Global Pillage
by David A. Zimmerman?
If there’s such a thing as an original thought, you probably won’t find it in “Strangely Dim.”
I realized this fact while I was looking through the book Imagine by Steve Turner. I was checking some facts for another book and discovered this passage:
If our wish is that the things of this life should “grow strangely dim,” then we
have developed a dualistic way of life. We are not seeing the important
division as that which exists between righteousness and evil but between the
material and the nonmaterial.
That’s brilliant! I wish I’d thought of it.
Wait a minute—I thought I had.
I haven’t read Imagine (you can learn about it at ivpress.com), but I did spend a lot of editorial time with it during its production. I’m sure that at the very least I read this passage then. It’s entirely possible I went around the building telling people how cool it was.
There was a time, I’ve read (my source is none of your business), when unacknowledged borrowing of others’ ideas was commonplace in publishing—probably because few enough books were being published that original ideas were easily traced to their source. There was a time as well when people in two different countries could come up with the same idea independent of one another—such were the limitations of global communication.
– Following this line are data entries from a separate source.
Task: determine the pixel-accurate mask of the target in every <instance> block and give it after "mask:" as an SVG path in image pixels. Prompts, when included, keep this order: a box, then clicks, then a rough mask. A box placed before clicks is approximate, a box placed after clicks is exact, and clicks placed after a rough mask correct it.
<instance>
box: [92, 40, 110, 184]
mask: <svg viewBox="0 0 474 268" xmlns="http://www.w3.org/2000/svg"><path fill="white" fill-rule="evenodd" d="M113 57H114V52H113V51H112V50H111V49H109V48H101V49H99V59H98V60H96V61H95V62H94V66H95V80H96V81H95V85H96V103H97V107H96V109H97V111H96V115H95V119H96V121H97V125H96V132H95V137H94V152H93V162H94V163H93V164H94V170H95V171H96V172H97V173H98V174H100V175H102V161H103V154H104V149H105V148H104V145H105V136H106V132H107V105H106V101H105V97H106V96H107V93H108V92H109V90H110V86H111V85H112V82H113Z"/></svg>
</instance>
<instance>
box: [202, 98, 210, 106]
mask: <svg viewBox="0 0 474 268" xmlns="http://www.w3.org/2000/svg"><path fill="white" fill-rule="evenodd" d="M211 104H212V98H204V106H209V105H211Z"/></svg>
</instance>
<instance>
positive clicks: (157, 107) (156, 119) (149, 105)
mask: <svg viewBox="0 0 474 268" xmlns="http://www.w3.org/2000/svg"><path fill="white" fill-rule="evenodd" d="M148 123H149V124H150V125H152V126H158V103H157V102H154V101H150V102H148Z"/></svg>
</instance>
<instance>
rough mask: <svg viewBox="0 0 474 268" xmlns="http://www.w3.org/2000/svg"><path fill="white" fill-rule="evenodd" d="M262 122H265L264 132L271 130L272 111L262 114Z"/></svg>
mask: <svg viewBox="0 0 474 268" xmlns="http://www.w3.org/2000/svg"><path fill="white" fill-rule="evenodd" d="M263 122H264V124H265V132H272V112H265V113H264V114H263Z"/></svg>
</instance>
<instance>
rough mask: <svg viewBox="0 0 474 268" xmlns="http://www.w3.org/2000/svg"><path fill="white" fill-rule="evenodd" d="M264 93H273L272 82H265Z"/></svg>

But these days are not those days. These days even hapless borrowing like mine of Steve Turner’s idea (imported all the way from England) can get you expelled from colleges, newspapers and presidential campaigns. Ideas in the current economy are saleable assets, and stealing intellectual property (such as MP3s or AIDS medication formulas or, let’s face it, concepts for an online column) is tantamount to stealing stock certificates: they’re worth more than they seem on paper.
And yet, they are only ideas, after all. It’s not beyond plausibility that two people could have roughly the same idea at the same time; you see late-night talk show hosts make virtually identical jokes about the same current event on a regular basis, for example. And where did the “Jinx—buy me a Coke” phenomenon come from, if not the cultural reality that people think along the same lines a lot?
More important, who cares whose idea the AIDS cocktail was when millions of people are dying from AIDS every year because of intellectual property disputes? If original thoughts were such a commodity, the Gospel of Mark could have sued the Gospels of Luke and Matthew for damages a long time ago, and Mark would have won the lawsuit.
Sadly, my own case doesn’t benefit from these arguments. “Strangely Dim” is not a solution to the AIDS pandemic, nor is it holy writ. So I must beg forgiveness of Steve Turner, recommend that you buy his book Imagine, and warn you to never vote for me for president. There’s no telling what I’d say to get elected.